The four women in Materna whose stories collide in a New York subway could not be more different. But they are connected by narratives exploring the theme of “mother”, what it means to be one, to have one, to contend with their expectations and our own autonomy. The film is essentially an anthology of four shorts connected by a violent incident on the subway, but each of their stories informs how they will react to their shared experience. It’s a fascinating, tension-filled ride.

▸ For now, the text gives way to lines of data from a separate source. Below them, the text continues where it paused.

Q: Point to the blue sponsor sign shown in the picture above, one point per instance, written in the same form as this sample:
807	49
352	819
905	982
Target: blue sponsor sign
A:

Jean (Kate Lyn Scheil) is a solitary virtual reality developer who fields calls from her mother reminding her that the clock is ticking on marriage and family. But her work is rooted in women’s autonomy, and a surprise pregnancy makes her rethink everything. Ruth (Lindsay Burdge) is a wealthy a stay-at-home mom. She’s politically conservative, but her  world is shaken by an incident at her son’s school and her liberal brother’s (Rory Culkin) reaction to it.  Mona (Jade Eshete) is an actress. Her mother is a deeply religious woman putting pressure on her to return to the fold, but she’s able to use that relationship to get to the truth of a new role. And Perizad (Assol Abdullina) is a Kyrgyzstanian woman who returns home after the death of her father and must contend with her mother and grandmother and open old wounds.

The film treats each story as a whole but cuts back between them to the subway where a man is becoming more and more threatening to them all. And as you know a bit more each time about the women their reactions make more sense. It’s a very smart and effective construction.  I could see all of the stories expanded into their own films. A couple are stronger than the others, but as a whole it works incredibly well.  All the actresses do a great job, with two of them (Eshete and Abdullina) even sharing writing credit on the film. I really liked this women-centered film and highly recommend it to my female flick fans.

The film is open now in limited release and will be available online starting August 10th.